What is a nursing diagnosis or diagnosis phase of the nursing process?

the second step of the nursing process; a clinical judgement of a patient's actual or potential health problem that is within the nurse's scope of practice to address. During this phase the nurse analyzes assessment data, identifies health problems, and formulates diagnostic statements. Nursing diagnoses are often stated as a problem, or the risk for a problem, followed by "related to", which identifies etiologies.

What is the planning phase of the nursing process?

the third step of the nursing process; the nurse prioritizes diagnoses, formulates desired goals, and selects nursing interventions.

How are standardized (model) nursing care plans different from unit standards of care?

they usually:

What are etiologies?

those conditions that have caused or contributed to the problem

What two purposes does the assessment phase serve?

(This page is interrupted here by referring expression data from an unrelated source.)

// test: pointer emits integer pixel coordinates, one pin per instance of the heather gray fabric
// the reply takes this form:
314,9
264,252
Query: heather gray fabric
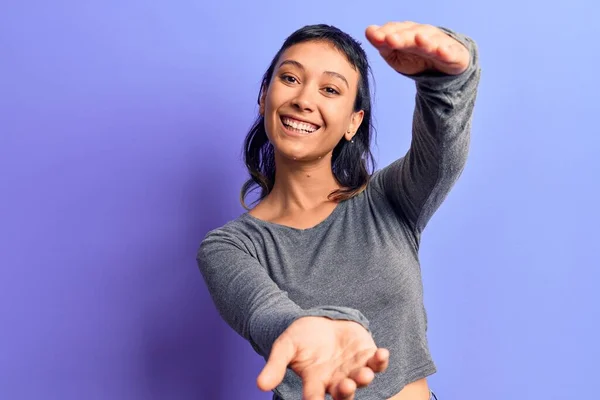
361,263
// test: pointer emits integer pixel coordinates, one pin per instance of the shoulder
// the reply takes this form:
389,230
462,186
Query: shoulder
233,235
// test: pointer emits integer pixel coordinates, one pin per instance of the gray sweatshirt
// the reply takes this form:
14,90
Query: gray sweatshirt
361,263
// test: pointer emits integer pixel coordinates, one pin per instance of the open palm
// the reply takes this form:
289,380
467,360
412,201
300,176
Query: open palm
411,48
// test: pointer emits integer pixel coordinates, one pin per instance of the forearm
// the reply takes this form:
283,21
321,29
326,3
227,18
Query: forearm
420,181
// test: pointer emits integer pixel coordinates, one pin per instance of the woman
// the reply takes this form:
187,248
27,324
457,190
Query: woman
322,276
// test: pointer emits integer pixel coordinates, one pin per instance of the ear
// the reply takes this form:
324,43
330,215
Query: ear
261,101
355,121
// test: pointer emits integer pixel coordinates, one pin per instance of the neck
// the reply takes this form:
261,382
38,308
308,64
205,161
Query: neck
301,186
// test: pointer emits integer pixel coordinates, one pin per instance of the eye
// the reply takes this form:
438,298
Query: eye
288,79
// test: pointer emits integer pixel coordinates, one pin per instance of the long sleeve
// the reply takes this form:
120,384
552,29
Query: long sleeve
418,183
248,299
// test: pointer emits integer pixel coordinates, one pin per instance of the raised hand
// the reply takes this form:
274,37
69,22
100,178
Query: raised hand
335,357
411,48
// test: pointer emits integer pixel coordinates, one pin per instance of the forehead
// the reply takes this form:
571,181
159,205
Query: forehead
319,56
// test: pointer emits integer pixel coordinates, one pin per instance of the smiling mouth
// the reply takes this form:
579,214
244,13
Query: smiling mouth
299,126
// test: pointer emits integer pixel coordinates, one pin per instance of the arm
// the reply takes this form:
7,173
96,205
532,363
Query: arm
248,299
417,183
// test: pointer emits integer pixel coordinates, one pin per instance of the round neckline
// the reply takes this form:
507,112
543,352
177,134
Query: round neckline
319,225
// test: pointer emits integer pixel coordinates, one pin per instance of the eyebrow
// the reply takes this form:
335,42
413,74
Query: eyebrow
300,66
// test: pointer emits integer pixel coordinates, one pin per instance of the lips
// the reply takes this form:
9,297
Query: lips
298,126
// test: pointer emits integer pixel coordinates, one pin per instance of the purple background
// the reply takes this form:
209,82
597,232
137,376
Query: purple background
121,124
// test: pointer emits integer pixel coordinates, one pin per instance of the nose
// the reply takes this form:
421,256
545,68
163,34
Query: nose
303,101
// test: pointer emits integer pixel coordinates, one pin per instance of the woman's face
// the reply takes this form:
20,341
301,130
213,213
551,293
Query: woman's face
309,104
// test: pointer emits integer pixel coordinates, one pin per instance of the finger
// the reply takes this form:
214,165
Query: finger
375,36
272,374
380,360
344,390
313,387
362,376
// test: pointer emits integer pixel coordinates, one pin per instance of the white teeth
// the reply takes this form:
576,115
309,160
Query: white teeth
299,125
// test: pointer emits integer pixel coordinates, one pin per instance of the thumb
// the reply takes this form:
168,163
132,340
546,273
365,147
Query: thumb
282,353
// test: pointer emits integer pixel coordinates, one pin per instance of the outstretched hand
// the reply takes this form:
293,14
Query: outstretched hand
335,357
411,48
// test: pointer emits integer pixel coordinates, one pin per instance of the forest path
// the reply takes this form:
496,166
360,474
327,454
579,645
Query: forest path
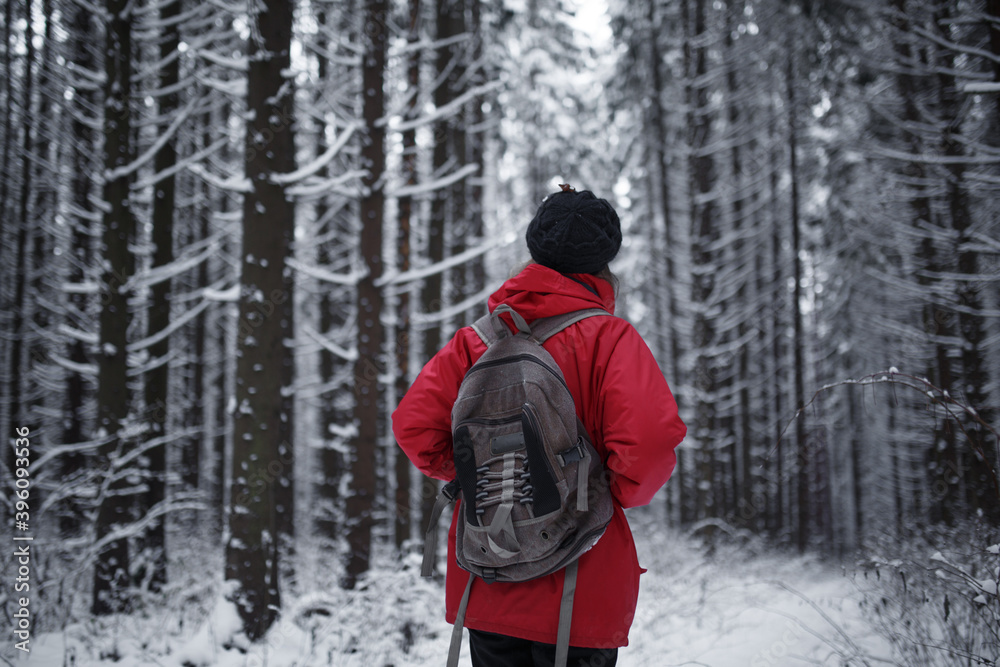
734,607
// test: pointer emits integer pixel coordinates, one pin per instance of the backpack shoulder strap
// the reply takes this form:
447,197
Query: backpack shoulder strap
545,328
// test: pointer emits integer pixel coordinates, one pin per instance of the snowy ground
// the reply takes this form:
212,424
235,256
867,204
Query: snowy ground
727,610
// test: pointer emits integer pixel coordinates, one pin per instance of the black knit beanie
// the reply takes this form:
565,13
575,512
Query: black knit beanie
574,232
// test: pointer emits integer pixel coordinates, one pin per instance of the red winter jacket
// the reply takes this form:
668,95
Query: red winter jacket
631,415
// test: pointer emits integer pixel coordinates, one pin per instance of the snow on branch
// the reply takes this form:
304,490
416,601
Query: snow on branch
953,408
86,287
981,87
86,370
231,295
326,276
425,43
331,347
320,162
85,337
328,186
396,278
181,165
166,331
443,182
445,111
161,141
455,309
235,183
238,64
923,158
158,274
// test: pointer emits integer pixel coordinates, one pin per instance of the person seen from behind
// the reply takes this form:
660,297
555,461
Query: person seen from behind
622,399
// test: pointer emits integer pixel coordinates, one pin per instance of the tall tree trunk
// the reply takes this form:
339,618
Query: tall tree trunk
261,508
403,468
703,234
432,298
367,369
111,574
971,331
803,455
23,222
83,165
158,316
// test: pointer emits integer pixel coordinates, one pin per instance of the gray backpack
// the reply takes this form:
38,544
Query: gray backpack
535,496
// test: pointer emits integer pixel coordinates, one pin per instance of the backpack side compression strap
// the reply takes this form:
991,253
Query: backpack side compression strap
456,632
565,614
562,634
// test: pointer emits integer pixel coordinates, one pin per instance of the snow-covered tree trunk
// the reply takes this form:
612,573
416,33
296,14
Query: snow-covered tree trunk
403,468
111,574
158,314
261,507
80,220
702,207
370,362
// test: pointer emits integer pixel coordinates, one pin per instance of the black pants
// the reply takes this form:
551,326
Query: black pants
492,650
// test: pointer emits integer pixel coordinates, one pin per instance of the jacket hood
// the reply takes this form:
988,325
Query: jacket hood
539,291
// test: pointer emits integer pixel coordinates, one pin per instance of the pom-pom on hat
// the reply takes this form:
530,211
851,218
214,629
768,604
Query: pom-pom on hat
574,232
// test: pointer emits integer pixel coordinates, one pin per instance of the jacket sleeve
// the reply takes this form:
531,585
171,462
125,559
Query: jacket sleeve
422,421
640,424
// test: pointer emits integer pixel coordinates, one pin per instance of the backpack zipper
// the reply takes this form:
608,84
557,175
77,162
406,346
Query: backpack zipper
514,359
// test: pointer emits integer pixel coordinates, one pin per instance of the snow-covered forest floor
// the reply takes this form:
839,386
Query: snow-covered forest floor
734,606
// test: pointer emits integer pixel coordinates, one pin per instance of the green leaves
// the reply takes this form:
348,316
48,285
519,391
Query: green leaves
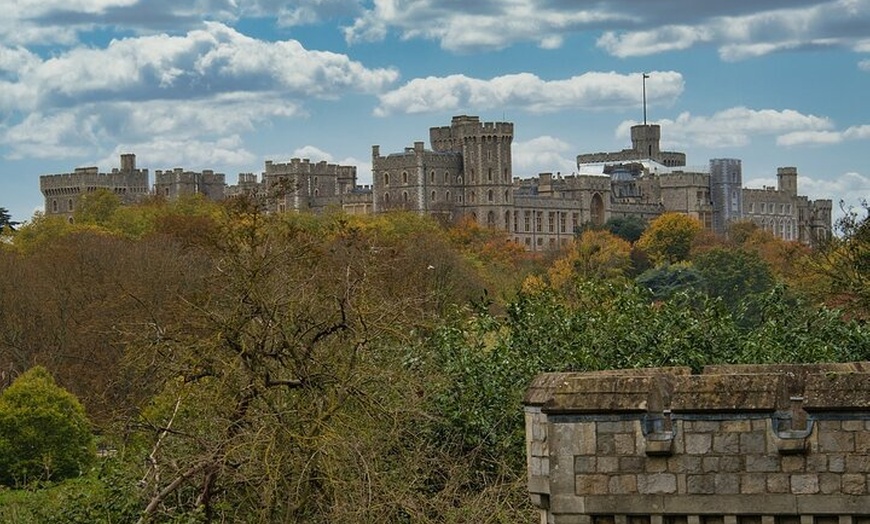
44,433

to gather data that will enable the nurse to identify current patient health challenges and problems that the patient is at particular risk for developing. This data will be used in developing nursing diagnoses and the plan of care. The second purpose is to gather initial baseline data on the patient that will be compared to subsequent data during the evaluation phase. Comparisons will indicate to what extent the treatment goals have been achieved.

What are individualized nursing care plans?

used to address nursing diagnoses unique to a particular client; reflect the independent component of nursing practice & best demonstrate the nurse's critical thinking & clinical expertise; may contain standardized single-problem care plans.